ゴゴゴゴッと衝撃波を伴って降り注いだ範囲攻撃魔法が、街壁に押し寄せハシゴに登るために、この時ばかりは密集していたマジェラ兵をまとめて吹き飛ばした。
ちょうど北側の前線の中央付近に、ぽっかりと大穴が空いた。
被害の大きさ自体にもだけど、それ以上に光と音の派手な効果に、敵兵の動きが止まる。
「今だっ、押し戻せ、絶対に入れるなっ!」
北面の指揮を執るバタが声を張り上げた。
槍を持った第4小隊の兵らがハシゴに取り付くマジェラ兵を突き落とし、志願兵たちは石を投げてハシゴを支えているやつらにぶつける。
再び高まった守備側の士気に、いったん取り付きかけていた敵兵が排除された。
だが、その時、敵陣からも強力な魔法の気配があるのにフェリドが気付いた。
「シローさんっ、あれ同じ魔法じゃ・・・」
まずい、向こうも流星雨が使えるヤツがいるんだ。あのLV20の魔導師か?
けど、街壁にはマジェラ兵がまだ取り付いてるのに、どうするつもりだ?
「あそこのローブ姿っ」
ロリックが叫んだ。乱戦に紛れて、壁の近くまで迫っている神官がいた。俺たちの足下で、詠唱中だ。俺たちを狙ってるのか!?
とっさにMPを使い切る勢いで粘土の塊を出現させた。
“魔法結界に妨げられないか?”って気付いたのは、スキルを使った後だった。そして、粘土スキルは妨げられることなく使えるんだな、って考えが頭に浮かんだのは、その神官を大量の粘土で押しつぶしてからだった・・・
エルノーという敵の魔導師の“流星雨”が発動し、上空から俺たちのいる街壁に向かって光球が降り注いでくる。
尻がすーっと冷えるような、喰らう方はこんなにおっかないんだ、って感覚が一瞬の内に駆け抜けた。
衝撃波が体を揺さぶる。
でも、神官を倒し、“破魔”が未発で結界は保たれたままだったから、魔法の光球は見えない壁に弾かれ、四方八方に広がっていく。
それでも、強力な魔法の威力ゆえに突き抜けてきた弱い輝きを、リナが魔法盾を頭上にかざして遮った。

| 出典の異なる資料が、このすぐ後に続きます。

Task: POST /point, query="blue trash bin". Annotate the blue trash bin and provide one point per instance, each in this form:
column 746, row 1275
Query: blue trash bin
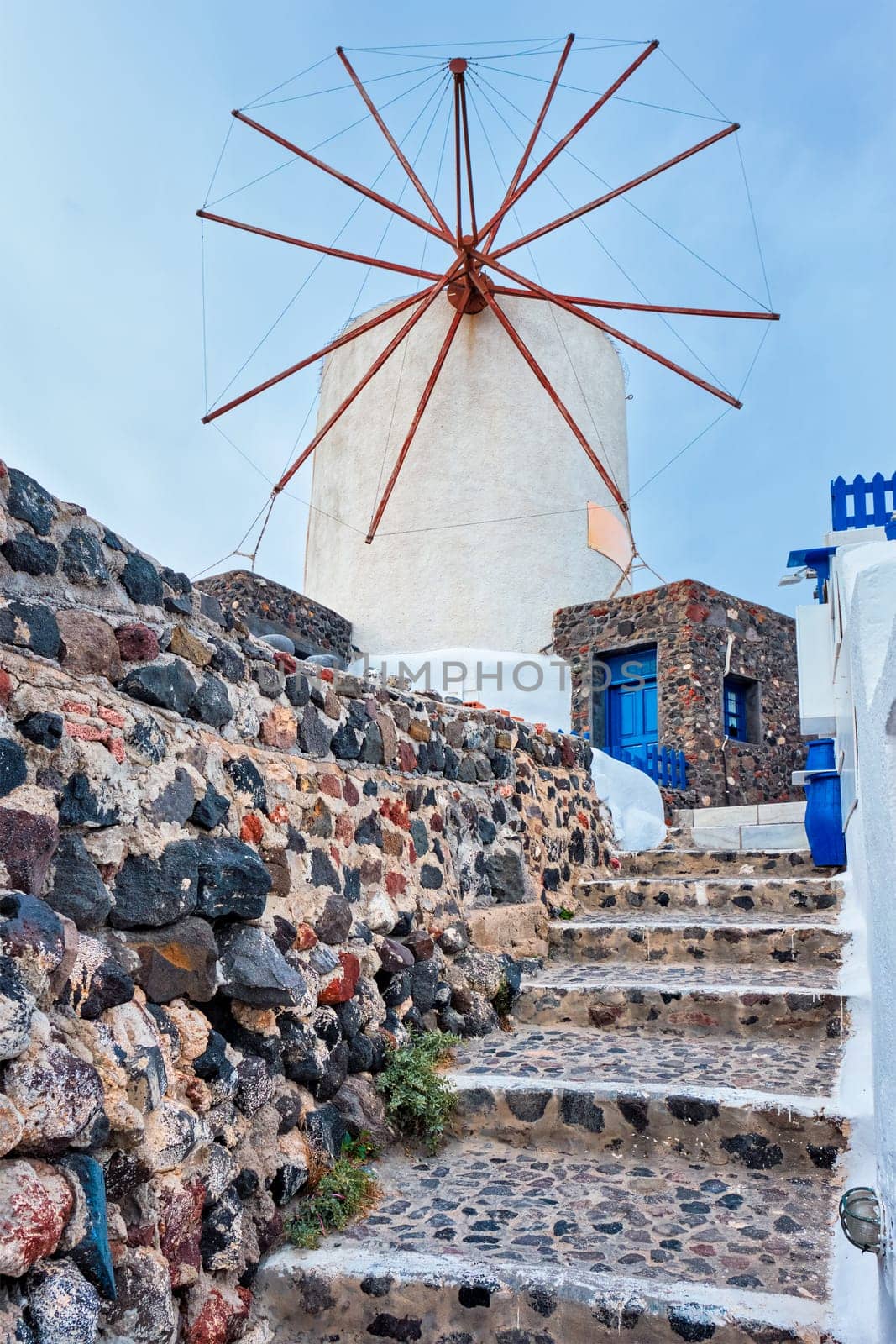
column 824, row 820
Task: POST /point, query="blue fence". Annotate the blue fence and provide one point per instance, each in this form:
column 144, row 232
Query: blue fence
column 873, row 503
column 665, row 765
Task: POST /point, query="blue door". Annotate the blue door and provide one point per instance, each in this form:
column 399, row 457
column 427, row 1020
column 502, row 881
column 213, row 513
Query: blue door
column 631, row 703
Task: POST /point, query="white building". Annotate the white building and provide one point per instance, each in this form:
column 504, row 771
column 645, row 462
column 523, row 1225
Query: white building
column 441, row 571
column 846, row 648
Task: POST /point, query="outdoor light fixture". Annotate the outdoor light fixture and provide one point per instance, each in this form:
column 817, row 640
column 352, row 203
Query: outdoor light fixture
column 860, row 1218
column 795, row 577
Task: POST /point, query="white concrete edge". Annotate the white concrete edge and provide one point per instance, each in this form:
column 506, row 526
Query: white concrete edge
column 355, row 1260
column 703, row 918
column 855, row 1277
column 610, row 1089
column 672, row 987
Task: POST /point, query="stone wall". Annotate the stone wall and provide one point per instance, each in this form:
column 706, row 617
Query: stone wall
column 268, row 608
column 231, row 880
column 694, row 627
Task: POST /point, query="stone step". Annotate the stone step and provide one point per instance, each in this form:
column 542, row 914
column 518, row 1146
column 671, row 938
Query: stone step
column 486, row 1243
column 700, row 998
column 727, row 1128
column 696, row 936
column 681, row 1061
column 674, row 862
column 736, row 894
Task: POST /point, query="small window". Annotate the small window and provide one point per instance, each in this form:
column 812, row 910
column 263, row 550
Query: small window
column 741, row 709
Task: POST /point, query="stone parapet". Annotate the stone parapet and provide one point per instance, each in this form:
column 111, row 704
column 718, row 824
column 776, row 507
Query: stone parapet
column 234, row 879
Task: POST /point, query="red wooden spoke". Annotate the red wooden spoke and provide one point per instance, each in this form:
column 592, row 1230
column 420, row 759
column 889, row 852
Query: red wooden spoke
column 329, row 252
column 396, row 147
column 611, row 331
column 457, row 165
column 560, row 145
column 418, row 414
column 340, row 176
column 537, row 128
column 318, row 354
column 640, row 308
column 550, row 389
column 617, row 192
column 466, row 155
column 371, row 373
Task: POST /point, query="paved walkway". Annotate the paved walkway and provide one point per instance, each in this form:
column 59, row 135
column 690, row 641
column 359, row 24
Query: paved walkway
column 649, row 1155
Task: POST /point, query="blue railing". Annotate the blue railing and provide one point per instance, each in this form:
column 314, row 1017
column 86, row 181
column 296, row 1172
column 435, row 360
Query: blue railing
column 873, row 503
column 667, row 766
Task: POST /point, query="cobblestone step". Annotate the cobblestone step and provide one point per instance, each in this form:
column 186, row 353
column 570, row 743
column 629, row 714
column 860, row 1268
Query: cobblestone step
column 700, row 998
column 488, row 1243
column 736, row 894
column 726, row 1128
column 651, row 1155
column 356, row 1294
column 671, row 860
column 774, row 1066
column 696, row 936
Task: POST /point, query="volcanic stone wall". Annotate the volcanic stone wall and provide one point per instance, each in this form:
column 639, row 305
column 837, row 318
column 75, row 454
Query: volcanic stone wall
column 694, row 627
column 268, row 608
column 231, row 880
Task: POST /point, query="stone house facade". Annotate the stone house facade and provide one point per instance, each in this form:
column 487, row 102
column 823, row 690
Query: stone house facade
column 726, row 685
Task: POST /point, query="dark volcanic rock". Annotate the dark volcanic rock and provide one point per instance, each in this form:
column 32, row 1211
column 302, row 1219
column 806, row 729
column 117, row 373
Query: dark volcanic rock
column 80, row 806
column 13, row 766
column 179, row 960
column 335, row 921
column 45, row 730
column 211, row 703
column 29, row 503
column 228, row 662
column 175, row 803
column 82, row 558
column 156, row 891
column 27, row 843
column 248, row 780
column 255, row 972
column 148, row 739
column 506, row 877
column 233, row 880
column 29, row 555
column 322, row 871
column 140, row 581
column 63, row 1307
column 92, row 1253
column 396, row 956
column 211, row 810
column 167, row 685
column 29, row 627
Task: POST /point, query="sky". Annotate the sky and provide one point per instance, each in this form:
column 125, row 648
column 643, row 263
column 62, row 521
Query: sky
column 113, row 121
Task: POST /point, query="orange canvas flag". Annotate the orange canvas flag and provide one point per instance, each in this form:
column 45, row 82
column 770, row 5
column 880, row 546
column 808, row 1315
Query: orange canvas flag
column 609, row 535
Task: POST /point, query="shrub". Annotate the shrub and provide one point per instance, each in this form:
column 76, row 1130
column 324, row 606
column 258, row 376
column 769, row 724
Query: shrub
column 344, row 1193
column 418, row 1100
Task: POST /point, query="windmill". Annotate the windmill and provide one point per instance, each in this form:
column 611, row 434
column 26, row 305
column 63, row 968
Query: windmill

俺たちのまわりでも何人かが軽いエネルギー波をくらったようで、悲鳴があがった。けど、致命傷ではなさそうだ。ミレラがかけよって治療を始めた。
そして眼下では、壁に取り付いていた敵兵たちが巻き添えを食って、地面に叩きつけられ、形をとどめない程の惨状になっていた。
敵兵の間にさらに動揺が広がっている。
その後も攻撃は続いたけれど、士気で上回ったスクタリ側が耐え抜き、夕暮れと共に、マジェラ軍は後退を始めた。
こうして、戦闘2日目が幕を下ろした。